The truly important lesson here is that from an online perspective, "mom" serves as a bridge between communities and cultures. Moms care about everything. They talk about everything. They buy nearly everything. They vote on everything. And they're not shy about sharing opinions. However, moms also use their blogs to discuss their unique interests beyond their kids and what's on Oprah. They network with the best of them, and many have relationships far beyond the mom-o-sphere.
This is the thing most online marketers miss - they try to fit online moms into a ready-made demographic designed to assess acceptance of a cleaning product. Try to pitch an online mom to write about an exciting new furniture polish, and you get what you deserve. Engage a mom on the issues she writes about, and you've opened a door to multiple communities.

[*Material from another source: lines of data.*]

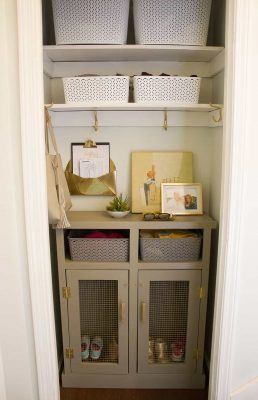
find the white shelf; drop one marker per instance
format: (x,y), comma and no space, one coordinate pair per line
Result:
(135,114)
(72,107)
(72,60)
(89,53)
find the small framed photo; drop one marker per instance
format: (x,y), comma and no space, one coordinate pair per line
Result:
(181,198)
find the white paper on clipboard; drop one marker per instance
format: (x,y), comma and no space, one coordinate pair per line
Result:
(90,162)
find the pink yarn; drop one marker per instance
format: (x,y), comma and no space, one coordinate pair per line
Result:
(108,234)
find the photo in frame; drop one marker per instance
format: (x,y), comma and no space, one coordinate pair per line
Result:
(150,169)
(181,198)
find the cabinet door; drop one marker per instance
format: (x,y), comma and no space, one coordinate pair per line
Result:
(168,321)
(98,321)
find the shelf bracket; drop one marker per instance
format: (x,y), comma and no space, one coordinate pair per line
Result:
(220,109)
(96,122)
(165,124)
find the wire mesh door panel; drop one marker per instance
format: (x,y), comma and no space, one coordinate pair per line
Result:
(168,320)
(98,321)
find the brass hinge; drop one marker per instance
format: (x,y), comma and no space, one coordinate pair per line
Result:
(69,353)
(201,293)
(66,292)
(197,354)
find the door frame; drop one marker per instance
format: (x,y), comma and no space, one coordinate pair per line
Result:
(32,126)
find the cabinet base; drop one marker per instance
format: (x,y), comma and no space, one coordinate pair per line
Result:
(136,381)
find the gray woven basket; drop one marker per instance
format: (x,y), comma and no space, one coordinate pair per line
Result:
(170,250)
(102,250)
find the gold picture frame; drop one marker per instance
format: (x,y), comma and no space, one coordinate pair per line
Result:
(150,169)
(182,198)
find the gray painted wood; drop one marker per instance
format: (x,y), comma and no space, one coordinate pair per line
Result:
(134,371)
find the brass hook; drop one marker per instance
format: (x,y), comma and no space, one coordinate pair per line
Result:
(96,122)
(89,144)
(219,118)
(165,124)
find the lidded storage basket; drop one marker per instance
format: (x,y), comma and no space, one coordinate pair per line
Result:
(98,250)
(90,21)
(176,89)
(99,88)
(182,22)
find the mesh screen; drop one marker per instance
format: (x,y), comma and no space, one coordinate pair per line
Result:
(168,316)
(99,320)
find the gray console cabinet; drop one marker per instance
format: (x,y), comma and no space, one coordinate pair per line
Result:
(150,316)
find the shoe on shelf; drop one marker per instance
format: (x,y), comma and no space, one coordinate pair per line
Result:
(85,347)
(96,347)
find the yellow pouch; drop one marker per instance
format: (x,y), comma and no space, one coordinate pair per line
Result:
(104,185)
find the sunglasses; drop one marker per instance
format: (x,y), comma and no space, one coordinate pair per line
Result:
(157,216)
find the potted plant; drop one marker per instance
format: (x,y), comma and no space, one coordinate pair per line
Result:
(118,207)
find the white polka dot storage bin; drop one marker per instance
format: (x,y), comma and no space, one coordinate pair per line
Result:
(174,89)
(90,21)
(96,89)
(179,22)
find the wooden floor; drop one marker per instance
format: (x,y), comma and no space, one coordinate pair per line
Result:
(133,394)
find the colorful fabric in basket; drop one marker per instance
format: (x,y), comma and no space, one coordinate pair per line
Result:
(104,235)
(172,234)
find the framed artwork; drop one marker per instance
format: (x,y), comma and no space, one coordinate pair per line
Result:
(181,198)
(150,169)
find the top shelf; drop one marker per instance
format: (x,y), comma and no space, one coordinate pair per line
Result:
(89,53)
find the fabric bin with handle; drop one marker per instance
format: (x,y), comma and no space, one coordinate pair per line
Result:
(90,21)
(170,250)
(98,250)
(178,89)
(179,22)
(96,89)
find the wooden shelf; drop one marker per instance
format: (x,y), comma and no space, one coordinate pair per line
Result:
(101,220)
(89,53)
(149,114)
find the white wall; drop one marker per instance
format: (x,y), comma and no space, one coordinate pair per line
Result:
(18,373)
(244,374)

Saturday I noticed that Liza Sabater from techPresident is linking to Jenn Satterwhite at Mommy Needs Coffee - a gamer and mom in Dallas with a large audience who happens to really like Michelle Obama. Satterwhite isn't really overtly political, but she's very influential and opens a door for smart and strategic political operatives to reach new communities, forge new relationships and alliances, and build coalitions.
1 comment:
"From an online perspective, 'mom' serves as a bridge between communities and cultures."
This is a brilliant insight and frames the issue concisely.